Ia tak lagi menyentuh buku-buku sastra kecuali hanya untuk kepentingan kenaikan pangkatnya di kantor. Tamat sudah tak merasa perlu memperjuangkan lingkungan sastra yang sehat di Ponville, karena baginya itu sudah selesai.
Prinsipnya bahwa Tamat sudah cukup berjuang, sekaranglah saatnya menikmati hidup. Tanpa ia sadari, perjuangannya selama ini sekadar supaya hidup nyaman. Sejak awal ia tak pernah peduli soal sastra. Itu hanya sebuah cara menyembunyikan maksud yang benar-benar tak berani diungkapkan-nya. Munafik kalau kata orang-orang dulu.
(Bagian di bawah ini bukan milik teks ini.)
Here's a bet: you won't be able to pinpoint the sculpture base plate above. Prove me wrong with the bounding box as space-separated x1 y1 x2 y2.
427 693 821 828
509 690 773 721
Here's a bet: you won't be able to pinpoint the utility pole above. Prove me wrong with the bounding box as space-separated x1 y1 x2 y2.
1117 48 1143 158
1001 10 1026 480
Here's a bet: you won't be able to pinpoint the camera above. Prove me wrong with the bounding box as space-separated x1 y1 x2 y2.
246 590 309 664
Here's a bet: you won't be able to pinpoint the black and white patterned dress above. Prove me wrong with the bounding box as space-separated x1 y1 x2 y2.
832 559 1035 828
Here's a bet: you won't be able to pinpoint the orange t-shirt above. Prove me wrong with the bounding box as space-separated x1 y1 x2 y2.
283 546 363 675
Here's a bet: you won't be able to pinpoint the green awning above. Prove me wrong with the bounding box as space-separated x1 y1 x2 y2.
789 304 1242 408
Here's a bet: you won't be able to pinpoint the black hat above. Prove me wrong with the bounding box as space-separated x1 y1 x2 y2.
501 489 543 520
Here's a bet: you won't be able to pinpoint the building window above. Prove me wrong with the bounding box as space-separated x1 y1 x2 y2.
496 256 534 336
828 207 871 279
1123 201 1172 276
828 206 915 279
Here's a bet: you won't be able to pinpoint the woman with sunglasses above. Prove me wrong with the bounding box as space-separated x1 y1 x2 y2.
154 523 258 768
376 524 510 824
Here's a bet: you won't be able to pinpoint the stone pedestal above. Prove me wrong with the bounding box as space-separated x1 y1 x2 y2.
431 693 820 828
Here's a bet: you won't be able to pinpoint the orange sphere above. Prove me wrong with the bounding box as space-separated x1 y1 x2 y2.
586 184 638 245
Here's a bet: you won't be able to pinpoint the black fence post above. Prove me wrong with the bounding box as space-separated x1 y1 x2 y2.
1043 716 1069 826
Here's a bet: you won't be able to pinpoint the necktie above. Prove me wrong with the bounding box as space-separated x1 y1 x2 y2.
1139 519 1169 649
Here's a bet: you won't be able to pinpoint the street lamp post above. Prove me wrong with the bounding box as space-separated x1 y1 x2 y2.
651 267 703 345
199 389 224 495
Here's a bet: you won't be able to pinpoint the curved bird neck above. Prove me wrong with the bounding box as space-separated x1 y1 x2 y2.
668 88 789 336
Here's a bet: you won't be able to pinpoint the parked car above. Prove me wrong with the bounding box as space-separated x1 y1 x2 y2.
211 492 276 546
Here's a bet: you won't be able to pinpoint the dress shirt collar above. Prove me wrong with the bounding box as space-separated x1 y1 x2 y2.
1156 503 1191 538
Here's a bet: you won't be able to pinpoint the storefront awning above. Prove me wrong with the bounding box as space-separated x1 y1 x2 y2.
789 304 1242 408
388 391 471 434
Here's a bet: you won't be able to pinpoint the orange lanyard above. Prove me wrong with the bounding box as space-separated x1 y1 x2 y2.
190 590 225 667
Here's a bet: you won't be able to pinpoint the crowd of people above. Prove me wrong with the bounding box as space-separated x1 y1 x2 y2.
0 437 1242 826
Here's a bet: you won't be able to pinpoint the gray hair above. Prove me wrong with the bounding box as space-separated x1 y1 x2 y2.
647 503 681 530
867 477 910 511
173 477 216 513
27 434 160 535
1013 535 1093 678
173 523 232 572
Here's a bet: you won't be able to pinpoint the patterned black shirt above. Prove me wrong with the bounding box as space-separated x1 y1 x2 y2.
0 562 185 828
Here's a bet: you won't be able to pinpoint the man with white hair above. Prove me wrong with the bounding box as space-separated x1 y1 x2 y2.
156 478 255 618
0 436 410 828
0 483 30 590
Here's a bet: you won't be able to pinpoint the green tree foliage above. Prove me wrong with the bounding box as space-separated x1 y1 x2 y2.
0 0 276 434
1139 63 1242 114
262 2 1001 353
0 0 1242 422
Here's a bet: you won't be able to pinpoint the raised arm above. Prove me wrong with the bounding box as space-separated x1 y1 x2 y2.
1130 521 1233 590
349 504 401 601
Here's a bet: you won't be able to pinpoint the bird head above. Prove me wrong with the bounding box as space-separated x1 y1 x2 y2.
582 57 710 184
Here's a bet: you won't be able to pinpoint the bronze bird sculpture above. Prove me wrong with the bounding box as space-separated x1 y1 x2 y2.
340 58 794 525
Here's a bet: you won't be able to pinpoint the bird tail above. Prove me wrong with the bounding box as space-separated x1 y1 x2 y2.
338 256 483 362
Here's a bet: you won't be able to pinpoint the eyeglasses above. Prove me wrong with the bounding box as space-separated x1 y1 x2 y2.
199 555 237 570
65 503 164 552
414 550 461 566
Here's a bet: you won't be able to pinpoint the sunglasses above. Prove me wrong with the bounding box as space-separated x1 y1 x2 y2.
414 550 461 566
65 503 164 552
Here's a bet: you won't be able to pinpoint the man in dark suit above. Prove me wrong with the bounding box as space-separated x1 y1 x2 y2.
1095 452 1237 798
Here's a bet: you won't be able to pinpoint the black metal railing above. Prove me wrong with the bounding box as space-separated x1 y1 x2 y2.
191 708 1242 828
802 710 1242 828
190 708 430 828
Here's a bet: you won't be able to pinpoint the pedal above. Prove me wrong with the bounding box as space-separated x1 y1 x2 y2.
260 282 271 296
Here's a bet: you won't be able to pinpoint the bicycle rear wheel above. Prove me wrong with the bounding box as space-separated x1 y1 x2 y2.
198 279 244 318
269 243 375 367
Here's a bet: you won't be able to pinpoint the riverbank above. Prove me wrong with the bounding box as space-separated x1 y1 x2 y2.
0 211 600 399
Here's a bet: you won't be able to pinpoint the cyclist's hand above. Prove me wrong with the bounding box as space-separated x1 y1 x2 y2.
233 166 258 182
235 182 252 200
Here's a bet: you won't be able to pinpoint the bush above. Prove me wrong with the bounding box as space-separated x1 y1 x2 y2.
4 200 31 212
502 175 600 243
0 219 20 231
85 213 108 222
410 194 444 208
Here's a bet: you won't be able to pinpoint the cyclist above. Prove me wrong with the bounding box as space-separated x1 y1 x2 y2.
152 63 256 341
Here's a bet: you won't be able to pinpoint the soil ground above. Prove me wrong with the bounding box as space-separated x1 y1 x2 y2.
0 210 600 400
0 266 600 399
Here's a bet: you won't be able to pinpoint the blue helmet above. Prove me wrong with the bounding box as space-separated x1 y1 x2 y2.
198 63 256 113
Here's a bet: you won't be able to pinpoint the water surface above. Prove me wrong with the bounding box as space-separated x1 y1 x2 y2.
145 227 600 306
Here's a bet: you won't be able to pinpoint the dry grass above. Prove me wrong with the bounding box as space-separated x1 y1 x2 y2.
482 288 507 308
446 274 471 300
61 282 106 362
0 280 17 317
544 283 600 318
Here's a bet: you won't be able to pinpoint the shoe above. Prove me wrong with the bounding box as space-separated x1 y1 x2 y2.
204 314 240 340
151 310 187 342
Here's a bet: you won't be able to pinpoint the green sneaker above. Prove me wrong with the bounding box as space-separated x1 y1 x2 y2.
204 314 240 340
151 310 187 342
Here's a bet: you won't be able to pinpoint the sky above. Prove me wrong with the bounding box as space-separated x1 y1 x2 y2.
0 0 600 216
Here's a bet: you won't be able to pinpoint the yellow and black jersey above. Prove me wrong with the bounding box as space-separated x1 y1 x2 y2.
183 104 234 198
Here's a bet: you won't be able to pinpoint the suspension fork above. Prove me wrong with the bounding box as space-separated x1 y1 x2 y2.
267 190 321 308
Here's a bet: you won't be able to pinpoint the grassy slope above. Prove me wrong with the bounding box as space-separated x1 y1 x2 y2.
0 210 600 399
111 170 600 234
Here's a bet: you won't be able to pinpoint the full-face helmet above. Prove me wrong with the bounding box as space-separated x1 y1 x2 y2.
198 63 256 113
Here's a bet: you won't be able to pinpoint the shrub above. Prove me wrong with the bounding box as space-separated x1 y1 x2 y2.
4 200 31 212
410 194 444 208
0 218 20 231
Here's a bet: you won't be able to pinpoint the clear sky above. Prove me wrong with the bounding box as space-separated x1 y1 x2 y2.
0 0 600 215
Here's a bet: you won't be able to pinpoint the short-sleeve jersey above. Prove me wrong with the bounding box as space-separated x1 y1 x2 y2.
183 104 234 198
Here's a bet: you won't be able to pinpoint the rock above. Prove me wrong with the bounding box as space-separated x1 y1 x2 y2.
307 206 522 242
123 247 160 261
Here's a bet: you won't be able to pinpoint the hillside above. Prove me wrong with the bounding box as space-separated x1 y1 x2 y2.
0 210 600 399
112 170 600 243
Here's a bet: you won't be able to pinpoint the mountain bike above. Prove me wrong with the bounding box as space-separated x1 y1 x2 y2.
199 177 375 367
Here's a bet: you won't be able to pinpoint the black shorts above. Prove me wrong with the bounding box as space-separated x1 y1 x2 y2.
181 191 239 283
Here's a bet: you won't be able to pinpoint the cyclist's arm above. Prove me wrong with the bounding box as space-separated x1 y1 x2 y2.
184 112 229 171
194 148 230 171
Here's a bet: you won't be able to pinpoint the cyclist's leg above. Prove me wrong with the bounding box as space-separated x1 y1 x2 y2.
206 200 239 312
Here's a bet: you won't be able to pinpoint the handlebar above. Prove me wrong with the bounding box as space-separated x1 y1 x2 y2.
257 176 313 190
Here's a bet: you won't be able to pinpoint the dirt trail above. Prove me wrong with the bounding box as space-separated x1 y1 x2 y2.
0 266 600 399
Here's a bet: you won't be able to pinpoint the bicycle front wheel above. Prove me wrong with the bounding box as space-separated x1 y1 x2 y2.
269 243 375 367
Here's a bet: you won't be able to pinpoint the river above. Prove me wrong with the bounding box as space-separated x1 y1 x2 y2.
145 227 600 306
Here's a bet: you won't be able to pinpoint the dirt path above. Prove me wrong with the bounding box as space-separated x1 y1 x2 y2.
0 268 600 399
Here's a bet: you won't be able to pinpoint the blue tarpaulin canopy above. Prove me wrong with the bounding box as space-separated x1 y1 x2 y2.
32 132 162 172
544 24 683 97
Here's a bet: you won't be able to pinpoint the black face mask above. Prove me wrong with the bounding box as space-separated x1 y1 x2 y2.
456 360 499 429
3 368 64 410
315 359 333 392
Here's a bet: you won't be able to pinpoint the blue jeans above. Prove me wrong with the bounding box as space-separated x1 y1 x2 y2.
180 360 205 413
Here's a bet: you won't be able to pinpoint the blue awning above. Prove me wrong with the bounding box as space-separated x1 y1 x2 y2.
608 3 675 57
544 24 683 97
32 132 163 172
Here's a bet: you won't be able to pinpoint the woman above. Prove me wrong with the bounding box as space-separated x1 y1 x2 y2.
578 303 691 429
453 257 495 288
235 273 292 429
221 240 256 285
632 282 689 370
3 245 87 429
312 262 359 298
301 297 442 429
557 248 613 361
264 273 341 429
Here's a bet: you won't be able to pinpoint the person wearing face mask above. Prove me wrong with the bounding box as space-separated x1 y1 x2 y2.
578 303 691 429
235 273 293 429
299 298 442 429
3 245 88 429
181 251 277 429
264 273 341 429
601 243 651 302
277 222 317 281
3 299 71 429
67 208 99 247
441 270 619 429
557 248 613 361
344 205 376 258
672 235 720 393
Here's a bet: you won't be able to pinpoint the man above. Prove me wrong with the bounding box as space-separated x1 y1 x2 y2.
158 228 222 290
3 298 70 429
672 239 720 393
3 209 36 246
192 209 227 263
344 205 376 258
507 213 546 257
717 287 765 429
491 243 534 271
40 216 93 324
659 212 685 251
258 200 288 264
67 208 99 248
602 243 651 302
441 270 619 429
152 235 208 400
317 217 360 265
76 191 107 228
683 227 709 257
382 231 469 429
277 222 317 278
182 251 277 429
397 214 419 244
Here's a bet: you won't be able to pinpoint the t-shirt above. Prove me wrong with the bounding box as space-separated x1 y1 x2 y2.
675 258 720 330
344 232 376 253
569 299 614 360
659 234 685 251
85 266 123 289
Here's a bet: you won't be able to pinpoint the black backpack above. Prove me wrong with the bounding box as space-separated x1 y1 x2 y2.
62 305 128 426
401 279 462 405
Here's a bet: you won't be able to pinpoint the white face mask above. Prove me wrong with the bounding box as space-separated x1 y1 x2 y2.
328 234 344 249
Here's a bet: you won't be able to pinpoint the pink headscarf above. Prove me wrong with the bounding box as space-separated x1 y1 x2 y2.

Suatu hari sepucuk surat mendarat di meja kerja Tamat, pengirimnya adalah Varlo, seseorang yang dulu berbaik hati memberi diskon untuk pencetakan buku-bukunya. Tamat agak merasa kesal ketika membaca tulisan pendek pada secarik kertas buram itu.
"Apakah Anda sudah kenyang? Oh, ya ... Bu Rupiah juga titip salam, katanya jangan lupa selalu cinta kepada Tuhan. Aku kemarin belanja di tokonya. Semoga Anda sehat selalu." tulis Varlo.